Prosody Based Audio-visual Co-analysis for Coverbal Gesture Recognition
Author | : Sanshzar Kettebekov |
Publisher | : |
Total Pages | : 30 |
Release | : 2002 |
Genre | : Computer vision |
ISBN | : |
Abstract: "Although recognition of natural speech and gestures have been studied extensively, previous attempts of combining them for multimodal Human-Computer Interaction (HCI) were mostly semantically motivated, e.g., keyword-gesture co-analysis. Such top-down co-analysis for improving gesture recognition is associated with the inherent complexity of natural language processing and is not always suitable for real-time HCI. This paper explores prosodic phenomena of spontaneous gesture and speech production and presents a computational framework for improving the recognition of continuous gestures.
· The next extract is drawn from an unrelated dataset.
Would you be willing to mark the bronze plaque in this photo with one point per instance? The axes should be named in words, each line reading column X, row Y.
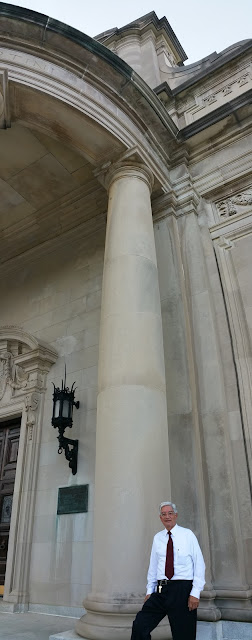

Prosody based co-analysis of audio and visual signal is investigated at two different levels, namely, physiological and articulation. Physiological constraints are defined in a feature-based integration framework using Hidden Markov Models (HMMs). Co-articulation is analyzed using a Bayesian belief network of naïve classifiers to explore alignment of intonationally [sic] prominent speech segments and hand velocity. A weighted fusion scheme is applied for combining the decisions of the two co-analysis models. It was found that both levels of co-analyses uniquely contribute in detection and disambiguation of kinematically defined gesture primitives, which subsequently improves the performance of continuous gesture recognition. The efficacy of the proposed approach was demonstrated on a large database collected from the Weather Channel broadcast. This formulation opens new avenues for bottom-up frameworks for inclusion of natural gesticulation for HCI."